Oui ! Mes activités sont axées vers une meilleure connaissance et une compréhension accrue du rôle des organismes gélatineux dans le fonctionnement des écosystèmes marins : classification, description d’espèces, suivi d’espèces invasives, distributions spatio-temporelles des différents groupes taxonomiques, études du métabolisme et de la reproduction des méduses et des cténaires, relations hommes/gélatineux. Mes terrains de jeux sont aussi bien en Méditerranée (golfe du Lion, étang de Berre), que dans des régions tropicales (Caraïbes françaises, canal du Mozambique) ou arctiques. Les problématiques liées à ces organismes étant mondiales, la liste s’agrandit régulièrement.

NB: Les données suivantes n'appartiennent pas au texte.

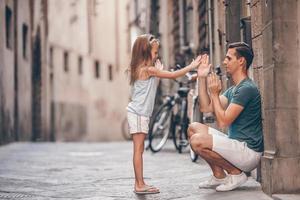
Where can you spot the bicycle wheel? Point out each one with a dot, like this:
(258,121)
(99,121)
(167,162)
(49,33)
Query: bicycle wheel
(179,134)
(159,128)
(180,126)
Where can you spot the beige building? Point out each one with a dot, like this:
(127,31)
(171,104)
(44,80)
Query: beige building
(89,51)
(22,54)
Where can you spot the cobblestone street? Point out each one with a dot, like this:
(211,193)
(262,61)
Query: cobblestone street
(104,171)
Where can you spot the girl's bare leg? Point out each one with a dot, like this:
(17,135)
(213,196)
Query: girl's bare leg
(138,150)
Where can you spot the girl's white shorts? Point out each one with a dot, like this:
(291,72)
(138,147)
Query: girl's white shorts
(137,123)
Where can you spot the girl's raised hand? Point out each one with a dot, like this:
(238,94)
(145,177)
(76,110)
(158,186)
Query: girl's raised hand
(159,65)
(195,63)
(204,67)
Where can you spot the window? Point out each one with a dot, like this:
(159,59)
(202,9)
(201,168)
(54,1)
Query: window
(66,61)
(97,69)
(9,27)
(24,41)
(80,65)
(110,72)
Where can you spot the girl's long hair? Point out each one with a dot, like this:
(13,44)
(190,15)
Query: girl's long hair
(141,55)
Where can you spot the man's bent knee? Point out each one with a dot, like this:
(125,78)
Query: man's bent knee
(196,127)
(201,141)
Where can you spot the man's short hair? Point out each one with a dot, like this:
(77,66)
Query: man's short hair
(243,50)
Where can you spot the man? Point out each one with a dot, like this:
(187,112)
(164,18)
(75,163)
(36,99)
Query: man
(239,108)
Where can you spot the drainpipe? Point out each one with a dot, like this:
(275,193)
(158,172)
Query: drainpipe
(210,33)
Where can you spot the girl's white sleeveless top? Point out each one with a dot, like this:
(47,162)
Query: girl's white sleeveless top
(143,96)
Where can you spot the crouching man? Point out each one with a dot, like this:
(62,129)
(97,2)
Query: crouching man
(239,109)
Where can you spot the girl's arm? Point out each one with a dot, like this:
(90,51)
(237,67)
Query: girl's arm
(154,71)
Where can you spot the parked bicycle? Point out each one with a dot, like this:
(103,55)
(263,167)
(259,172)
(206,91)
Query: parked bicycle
(171,120)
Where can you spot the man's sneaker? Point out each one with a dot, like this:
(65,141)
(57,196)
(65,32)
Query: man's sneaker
(232,182)
(212,182)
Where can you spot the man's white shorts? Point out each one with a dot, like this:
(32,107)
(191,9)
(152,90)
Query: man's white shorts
(234,151)
(137,123)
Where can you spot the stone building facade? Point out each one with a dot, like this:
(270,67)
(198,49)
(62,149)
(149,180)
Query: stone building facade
(189,27)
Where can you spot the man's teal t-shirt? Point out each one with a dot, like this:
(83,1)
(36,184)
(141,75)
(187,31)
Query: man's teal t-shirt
(247,126)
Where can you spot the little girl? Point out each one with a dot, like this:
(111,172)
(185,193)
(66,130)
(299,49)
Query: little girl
(143,78)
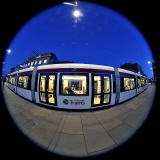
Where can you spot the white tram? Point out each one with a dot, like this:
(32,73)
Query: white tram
(76,86)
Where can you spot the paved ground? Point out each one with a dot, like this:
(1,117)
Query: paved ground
(80,133)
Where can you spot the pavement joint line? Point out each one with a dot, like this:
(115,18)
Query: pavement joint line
(54,135)
(84,137)
(107,132)
(102,150)
(58,132)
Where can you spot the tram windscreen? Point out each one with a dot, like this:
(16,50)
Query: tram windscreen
(74,85)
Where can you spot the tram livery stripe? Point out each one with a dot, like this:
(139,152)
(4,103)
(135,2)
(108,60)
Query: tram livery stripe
(76,70)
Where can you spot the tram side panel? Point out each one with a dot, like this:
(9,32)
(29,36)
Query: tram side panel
(24,85)
(74,101)
(113,89)
(37,88)
(127,87)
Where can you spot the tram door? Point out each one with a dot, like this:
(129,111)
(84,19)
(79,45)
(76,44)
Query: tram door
(47,89)
(101,90)
(139,85)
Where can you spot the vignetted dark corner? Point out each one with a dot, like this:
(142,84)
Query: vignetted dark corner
(81,90)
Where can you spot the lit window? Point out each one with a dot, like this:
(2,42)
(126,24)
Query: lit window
(74,85)
(97,84)
(20,82)
(40,62)
(127,84)
(139,82)
(45,61)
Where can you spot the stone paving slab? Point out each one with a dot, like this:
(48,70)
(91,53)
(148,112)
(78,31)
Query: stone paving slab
(42,133)
(89,120)
(121,133)
(80,133)
(96,138)
(103,151)
(73,145)
(134,119)
(56,137)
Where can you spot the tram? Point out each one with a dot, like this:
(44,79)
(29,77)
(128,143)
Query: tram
(76,86)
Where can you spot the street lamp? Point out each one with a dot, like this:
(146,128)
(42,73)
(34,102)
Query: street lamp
(8,51)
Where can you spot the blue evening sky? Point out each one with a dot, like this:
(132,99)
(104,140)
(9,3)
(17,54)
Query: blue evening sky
(99,36)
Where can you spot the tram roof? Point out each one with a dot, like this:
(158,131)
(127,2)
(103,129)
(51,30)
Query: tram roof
(75,65)
(129,72)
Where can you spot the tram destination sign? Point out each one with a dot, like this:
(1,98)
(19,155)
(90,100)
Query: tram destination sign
(73,102)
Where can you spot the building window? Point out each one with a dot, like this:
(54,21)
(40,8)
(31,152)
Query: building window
(73,85)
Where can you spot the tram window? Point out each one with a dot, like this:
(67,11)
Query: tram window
(51,83)
(51,98)
(42,84)
(106,98)
(129,83)
(35,63)
(43,96)
(106,84)
(139,82)
(126,84)
(97,84)
(142,81)
(74,85)
(45,61)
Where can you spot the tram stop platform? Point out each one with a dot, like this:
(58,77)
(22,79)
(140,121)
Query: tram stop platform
(80,133)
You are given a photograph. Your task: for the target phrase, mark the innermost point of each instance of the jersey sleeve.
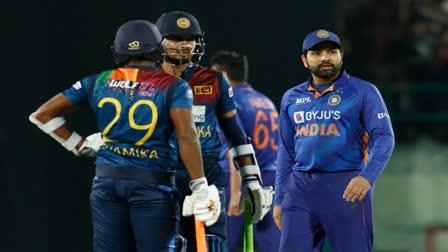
(182, 96)
(377, 123)
(227, 102)
(286, 153)
(78, 93)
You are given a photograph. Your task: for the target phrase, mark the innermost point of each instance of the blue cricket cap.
(318, 36)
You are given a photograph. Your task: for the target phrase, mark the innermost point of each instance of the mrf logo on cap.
(183, 23)
(322, 34)
(318, 36)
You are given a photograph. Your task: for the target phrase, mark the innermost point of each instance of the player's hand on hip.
(259, 198)
(277, 215)
(234, 204)
(203, 202)
(356, 189)
(91, 145)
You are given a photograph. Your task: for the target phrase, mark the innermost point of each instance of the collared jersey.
(212, 96)
(131, 106)
(259, 119)
(345, 128)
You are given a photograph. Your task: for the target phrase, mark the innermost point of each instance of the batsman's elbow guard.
(55, 123)
(204, 202)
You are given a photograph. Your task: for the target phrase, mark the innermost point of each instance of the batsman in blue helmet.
(213, 104)
(140, 111)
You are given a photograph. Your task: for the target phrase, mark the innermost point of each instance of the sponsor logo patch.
(123, 84)
(298, 117)
(183, 23)
(382, 115)
(198, 113)
(334, 100)
(303, 100)
(322, 34)
(203, 90)
(134, 45)
(77, 85)
(230, 92)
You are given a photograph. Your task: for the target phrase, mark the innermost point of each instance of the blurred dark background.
(399, 45)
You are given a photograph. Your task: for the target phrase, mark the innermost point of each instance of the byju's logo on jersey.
(203, 90)
(298, 117)
(382, 115)
(334, 100)
(303, 100)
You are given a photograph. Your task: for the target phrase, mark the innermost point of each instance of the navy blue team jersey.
(131, 107)
(213, 96)
(344, 128)
(259, 119)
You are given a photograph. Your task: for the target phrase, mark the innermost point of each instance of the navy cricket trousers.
(131, 215)
(313, 209)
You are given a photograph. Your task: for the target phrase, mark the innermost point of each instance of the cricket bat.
(201, 243)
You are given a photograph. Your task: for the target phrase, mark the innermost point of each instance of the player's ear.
(303, 58)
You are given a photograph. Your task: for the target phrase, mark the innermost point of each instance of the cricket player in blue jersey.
(212, 104)
(137, 108)
(335, 140)
(259, 119)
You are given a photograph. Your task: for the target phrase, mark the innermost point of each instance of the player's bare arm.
(50, 118)
(57, 106)
(356, 189)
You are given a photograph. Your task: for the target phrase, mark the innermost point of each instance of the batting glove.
(91, 145)
(203, 202)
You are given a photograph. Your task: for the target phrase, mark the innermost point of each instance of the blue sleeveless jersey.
(131, 107)
(259, 119)
(212, 96)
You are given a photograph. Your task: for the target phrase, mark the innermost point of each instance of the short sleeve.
(182, 96)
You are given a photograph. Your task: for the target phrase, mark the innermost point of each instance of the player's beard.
(177, 62)
(326, 74)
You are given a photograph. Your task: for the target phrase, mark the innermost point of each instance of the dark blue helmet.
(139, 39)
(179, 23)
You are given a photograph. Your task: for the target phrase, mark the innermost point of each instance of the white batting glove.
(91, 145)
(203, 202)
(259, 198)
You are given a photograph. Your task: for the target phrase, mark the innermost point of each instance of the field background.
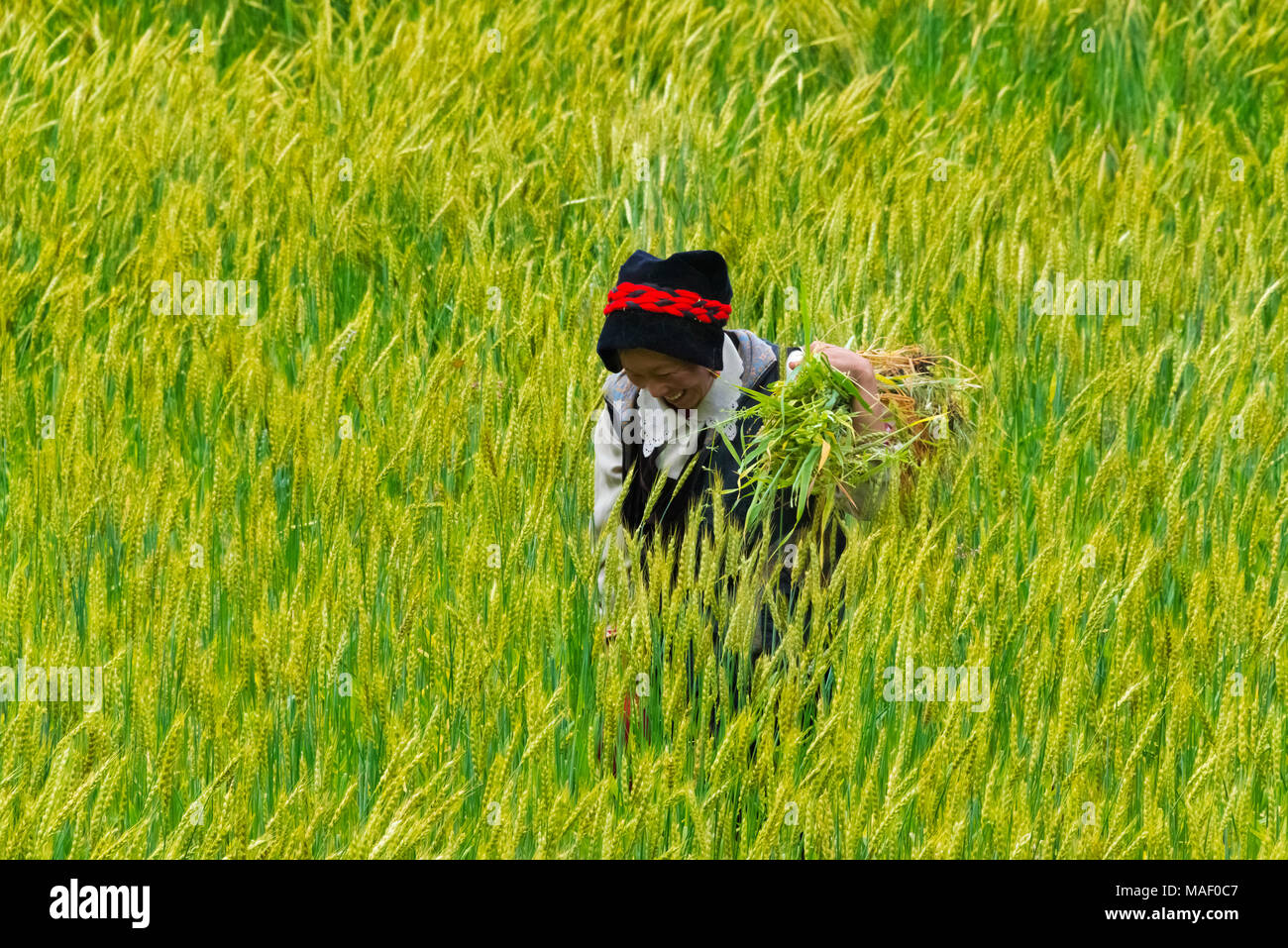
(387, 646)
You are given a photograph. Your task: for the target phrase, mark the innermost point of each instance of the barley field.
(329, 543)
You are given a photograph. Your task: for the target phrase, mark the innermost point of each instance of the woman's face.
(679, 384)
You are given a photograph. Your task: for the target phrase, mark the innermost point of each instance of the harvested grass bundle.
(806, 442)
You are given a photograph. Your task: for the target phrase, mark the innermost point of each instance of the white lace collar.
(716, 406)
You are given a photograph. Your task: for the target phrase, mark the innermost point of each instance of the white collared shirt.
(716, 407)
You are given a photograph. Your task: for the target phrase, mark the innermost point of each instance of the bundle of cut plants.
(806, 442)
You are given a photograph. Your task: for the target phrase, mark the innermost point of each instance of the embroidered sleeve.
(608, 484)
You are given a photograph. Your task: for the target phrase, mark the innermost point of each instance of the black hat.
(678, 307)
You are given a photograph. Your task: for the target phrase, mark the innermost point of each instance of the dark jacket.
(670, 511)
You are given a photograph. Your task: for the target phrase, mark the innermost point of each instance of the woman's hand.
(874, 417)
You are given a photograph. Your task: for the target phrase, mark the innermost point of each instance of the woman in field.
(675, 368)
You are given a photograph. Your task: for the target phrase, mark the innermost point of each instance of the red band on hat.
(670, 301)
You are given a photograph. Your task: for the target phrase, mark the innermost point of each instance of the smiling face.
(677, 382)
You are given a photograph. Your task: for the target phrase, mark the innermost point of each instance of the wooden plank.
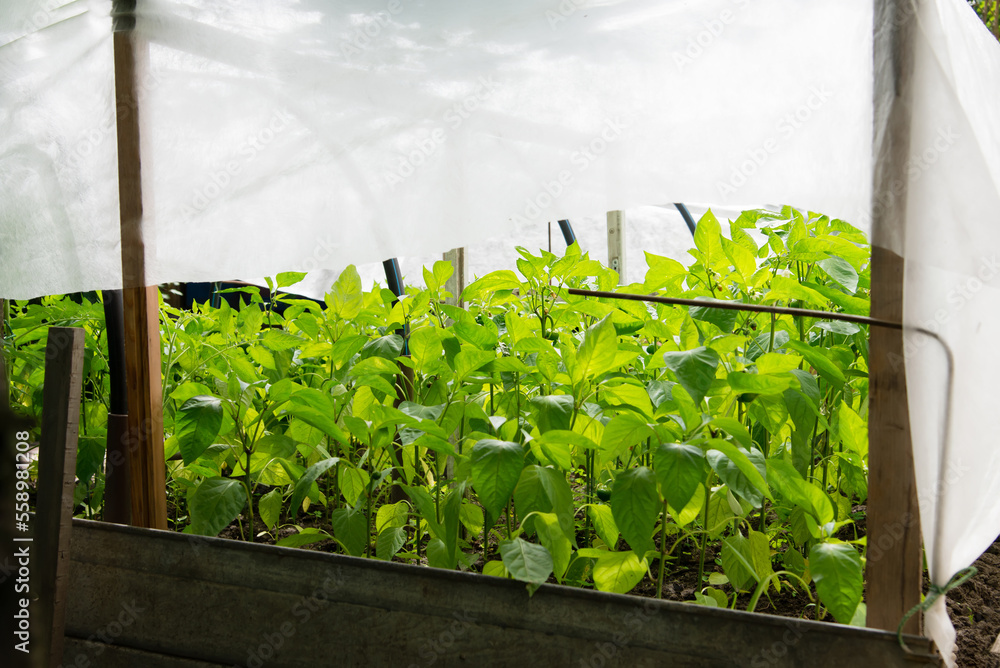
(456, 283)
(616, 243)
(141, 301)
(894, 565)
(56, 483)
(300, 608)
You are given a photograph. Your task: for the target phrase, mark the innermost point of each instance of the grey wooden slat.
(219, 600)
(56, 482)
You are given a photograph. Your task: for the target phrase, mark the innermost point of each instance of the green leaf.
(790, 485)
(635, 504)
(836, 569)
(616, 572)
(545, 490)
(269, 507)
(555, 541)
(389, 542)
(604, 524)
(198, 423)
(730, 473)
(819, 361)
(496, 469)
(214, 504)
(552, 412)
(623, 432)
(680, 469)
(350, 528)
(753, 383)
(741, 460)
(598, 352)
(526, 561)
(695, 370)
(303, 484)
(842, 272)
(304, 537)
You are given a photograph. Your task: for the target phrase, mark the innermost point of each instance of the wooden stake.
(616, 243)
(141, 302)
(56, 484)
(895, 565)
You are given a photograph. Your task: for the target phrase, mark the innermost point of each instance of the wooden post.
(56, 484)
(895, 565)
(616, 243)
(456, 283)
(141, 301)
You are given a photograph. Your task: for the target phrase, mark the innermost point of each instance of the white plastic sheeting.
(302, 135)
(953, 289)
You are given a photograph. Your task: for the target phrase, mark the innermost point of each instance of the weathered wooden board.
(237, 604)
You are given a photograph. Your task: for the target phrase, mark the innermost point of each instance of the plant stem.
(704, 536)
(663, 551)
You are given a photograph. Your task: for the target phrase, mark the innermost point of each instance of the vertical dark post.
(147, 468)
(117, 496)
(895, 566)
(56, 483)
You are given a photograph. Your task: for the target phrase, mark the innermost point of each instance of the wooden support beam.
(56, 484)
(616, 243)
(141, 301)
(895, 565)
(456, 283)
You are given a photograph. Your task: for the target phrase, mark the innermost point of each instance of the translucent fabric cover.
(294, 135)
(953, 289)
(58, 172)
(305, 135)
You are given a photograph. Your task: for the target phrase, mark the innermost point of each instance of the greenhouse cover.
(303, 134)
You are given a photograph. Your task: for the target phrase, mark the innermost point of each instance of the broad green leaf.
(304, 537)
(389, 542)
(680, 469)
(818, 359)
(555, 541)
(695, 370)
(604, 524)
(635, 504)
(730, 473)
(269, 507)
(303, 484)
(198, 423)
(215, 503)
(496, 468)
(754, 383)
(836, 569)
(789, 484)
(598, 352)
(552, 412)
(526, 561)
(616, 572)
(350, 528)
(741, 460)
(545, 490)
(392, 516)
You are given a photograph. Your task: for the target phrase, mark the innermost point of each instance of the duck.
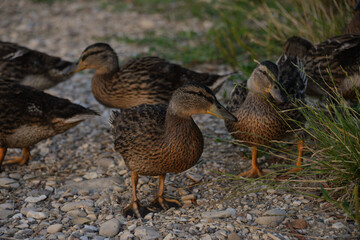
(33, 68)
(163, 138)
(339, 54)
(353, 26)
(266, 109)
(29, 115)
(143, 80)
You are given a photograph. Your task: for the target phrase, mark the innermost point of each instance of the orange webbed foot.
(25, 157)
(135, 209)
(165, 203)
(252, 173)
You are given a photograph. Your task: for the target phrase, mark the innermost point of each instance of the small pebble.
(54, 228)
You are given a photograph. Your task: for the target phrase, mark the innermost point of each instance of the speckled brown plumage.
(263, 109)
(146, 80)
(32, 68)
(353, 26)
(339, 54)
(160, 139)
(28, 116)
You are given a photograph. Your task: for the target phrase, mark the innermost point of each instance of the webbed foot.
(135, 209)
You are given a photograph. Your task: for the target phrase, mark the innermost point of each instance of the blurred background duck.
(31, 67)
(149, 80)
(332, 63)
(28, 116)
(159, 139)
(266, 109)
(354, 25)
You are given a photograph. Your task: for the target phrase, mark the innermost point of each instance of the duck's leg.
(25, 156)
(298, 168)
(160, 201)
(2, 156)
(255, 170)
(135, 208)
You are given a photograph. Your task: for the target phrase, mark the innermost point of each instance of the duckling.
(149, 80)
(29, 115)
(263, 110)
(33, 68)
(341, 54)
(354, 25)
(158, 139)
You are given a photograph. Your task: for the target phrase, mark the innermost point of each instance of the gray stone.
(338, 225)
(110, 228)
(146, 233)
(27, 209)
(93, 185)
(80, 220)
(216, 214)
(35, 199)
(7, 206)
(126, 235)
(4, 214)
(54, 228)
(8, 183)
(90, 175)
(76, 205)
(271, 217)
(36, 215)
(233, 236)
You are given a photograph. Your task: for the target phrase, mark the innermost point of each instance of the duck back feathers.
(32, 68)
(28, 115)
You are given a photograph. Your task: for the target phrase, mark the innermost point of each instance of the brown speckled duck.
(32, 68)
(340, 53)
(159, 139)
(28, 116)
(149, 80)
(354, 25)
(266, 108)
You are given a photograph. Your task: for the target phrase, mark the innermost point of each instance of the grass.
(189, 48)
(258, 29)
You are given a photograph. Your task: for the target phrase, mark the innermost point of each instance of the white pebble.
(35, 199)
(36, 215)
(54, 228)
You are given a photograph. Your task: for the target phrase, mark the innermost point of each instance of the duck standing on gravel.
(263, 110)
(331, 66)
(28, 116)
(33, 68)
(159, 139)
(149, 80)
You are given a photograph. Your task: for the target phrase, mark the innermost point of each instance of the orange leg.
(2, 155)
(135, 208)
(255, 170)
(298, 168)
(160, 201)
(25, 156)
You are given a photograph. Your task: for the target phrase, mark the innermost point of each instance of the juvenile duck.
(149, 80)
(263, 110)
(28, 116)
(354, 25)
(341, 54)
(159, 139)
(32, 68)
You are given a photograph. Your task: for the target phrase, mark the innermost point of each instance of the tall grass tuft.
(258, 29)
(335, 148)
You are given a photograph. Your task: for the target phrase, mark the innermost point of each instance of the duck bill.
(219, 111)
(79, 67)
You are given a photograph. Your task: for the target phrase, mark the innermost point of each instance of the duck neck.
(174, 121)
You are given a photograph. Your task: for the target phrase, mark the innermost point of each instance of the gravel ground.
(75, 187)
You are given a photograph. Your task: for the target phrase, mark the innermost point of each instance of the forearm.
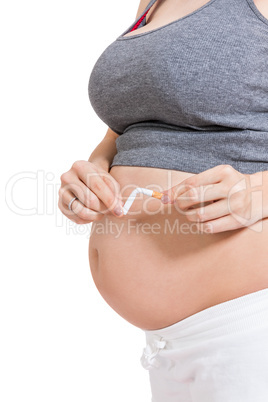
(105, 151)
(260, 183)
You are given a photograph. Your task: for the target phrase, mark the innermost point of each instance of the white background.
(60, 341)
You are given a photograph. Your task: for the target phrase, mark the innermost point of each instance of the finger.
(81, 211)
(220, 225)
(113, 185)
(200, 195)
(208, 177)
(212, 211)
(76, 218)
(94, 181)
(76, 187)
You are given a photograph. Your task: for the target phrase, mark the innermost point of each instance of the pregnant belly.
(154, 268)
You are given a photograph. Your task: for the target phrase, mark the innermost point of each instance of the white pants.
(219, 354)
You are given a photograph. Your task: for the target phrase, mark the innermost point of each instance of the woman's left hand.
(234, 203)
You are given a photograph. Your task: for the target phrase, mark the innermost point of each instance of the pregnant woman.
(184, 93)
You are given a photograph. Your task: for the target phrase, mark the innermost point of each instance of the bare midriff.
(154, 268)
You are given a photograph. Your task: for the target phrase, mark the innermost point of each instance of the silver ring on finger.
(70, 203)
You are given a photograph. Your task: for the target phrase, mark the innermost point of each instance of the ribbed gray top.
(191, 94)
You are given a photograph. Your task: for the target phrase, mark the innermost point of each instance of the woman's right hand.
(97, 192)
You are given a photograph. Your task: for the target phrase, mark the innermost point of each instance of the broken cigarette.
(138, 190)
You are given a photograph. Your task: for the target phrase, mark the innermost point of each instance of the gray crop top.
(191, 94)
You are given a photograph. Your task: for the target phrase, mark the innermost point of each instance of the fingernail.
(165, 198)
(118, 211)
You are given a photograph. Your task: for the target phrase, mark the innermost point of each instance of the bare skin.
(153, 276)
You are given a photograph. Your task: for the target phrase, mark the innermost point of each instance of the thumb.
(167, 197)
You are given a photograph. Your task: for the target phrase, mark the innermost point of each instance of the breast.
(188, 74)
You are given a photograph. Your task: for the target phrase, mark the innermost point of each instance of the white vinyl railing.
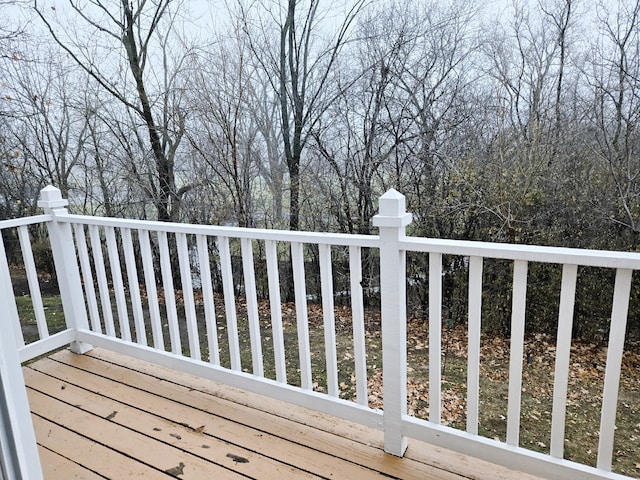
(115, 274)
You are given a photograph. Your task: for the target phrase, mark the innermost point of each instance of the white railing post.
(66, 264)
(392, 220)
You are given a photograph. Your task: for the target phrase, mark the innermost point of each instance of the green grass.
(53, 312)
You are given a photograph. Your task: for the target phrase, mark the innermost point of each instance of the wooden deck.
(104, 415)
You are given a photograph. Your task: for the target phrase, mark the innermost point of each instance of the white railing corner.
(392, 220)
(66, 264)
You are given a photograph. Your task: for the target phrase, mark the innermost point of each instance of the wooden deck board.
(104, 413)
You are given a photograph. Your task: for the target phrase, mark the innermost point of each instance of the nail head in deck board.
(236, 417)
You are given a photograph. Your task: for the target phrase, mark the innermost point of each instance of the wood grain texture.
(104, 415)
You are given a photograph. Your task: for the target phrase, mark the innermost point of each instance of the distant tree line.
(518, 125)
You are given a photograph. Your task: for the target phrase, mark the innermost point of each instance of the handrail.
(104, 283)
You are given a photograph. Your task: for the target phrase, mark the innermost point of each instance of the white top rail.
(19, 222)
(370, 241)
(531, 253)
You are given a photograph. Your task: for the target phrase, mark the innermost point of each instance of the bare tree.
(300, 72)
(134, 29)
(616, 86)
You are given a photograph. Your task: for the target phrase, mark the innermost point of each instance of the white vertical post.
(392, 220)
(66, 264)
(435, 337)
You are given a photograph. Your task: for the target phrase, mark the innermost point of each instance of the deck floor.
(104, 415)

Subaqua Pourquoi plus précisément les méduses ?
Delphine Thibault

En fait sous le terme de méduses, est souvent regroupé un grand nombre d’organismes morphologiquement distincts et jouant des rôles très différents dans le fonctionnement des écosystèmes marins. Je préfère utiliser le terme de plancton gélatineux. Tous ces organismes ont en commun d’être au moins composé à 90 % d’eau, d’avoir des capacités d’ingestion, de croissance et de reproduction parmi les plus fortes dans le règne animal. Ils font partie du plancton, ils ont donc une mobilité réduite et sont transportés par les courants marins.

Deux grands groupes d’organismes peuvent être identifiés : les prédateurs carnivores et les filtreurs. Les prédateurs regroupent les méduses (hydrozoaires, scyphozoaires et cubozoaires) et les cténaires, alors que les filtreurs gélatineux sont tous des tuniciers pélagiques holoplanctoniques (salpes, dolioles, pyrosomes et appendiculaires).

Les méduses regroupent actuellement plus de 3 000 espèces, presque toutes marines, mais une vingtaine d’espèces sont retrouvées dans des lacs d’eau douce. La taille des méduses varie de quelques dixièmes de millimètres à plusieurs mètres de diamètre. L’animal marin le plus grand serait en réalité un siphonophore Praya dubia (cnidaire, hydrozoaire) et mesurerait 40 m de long !

Subaqua Rien ne semble simple dans le monde étrange des méduses…

Delphine Thibault Les méduses présentent en effet généralement un cycle de vie complexe méroplanctonique, alternant des formes adultes sexuées et des formes fixées (polypes) se reproduisant asexuellement. Certaines abritent, comme leurs cousins les coraux, des symbiontes dans leurs tissus et doivent se maintenir proches de la surface pendant la journée pour leur permettre de réaliser la photosynthèse, d’autres suivent un cycle nycthéméral migrant au contraire jusqu’à plusieurs centaines de mètres le jour pour remonter en surface la nuit (Pelagia noctiluca passe la journée à 300-400 m de fond et remonte à la surface la nuit). Environ 150 espèces de cténaires ont été actuellement identifiées, tous exclusivement marins, hermaphrodites et caractérisés par 8 rangées de cils locomoteurs. Ce sont les plus grands organismes marins à utiliser des cils pour leur déplacement. Les gélatineux prédateurs possèdent tous des cellules spécialisées dans la capture et l’immobilisation des proies, ce qui leur permet de pallier la lenteur de leur déplacement.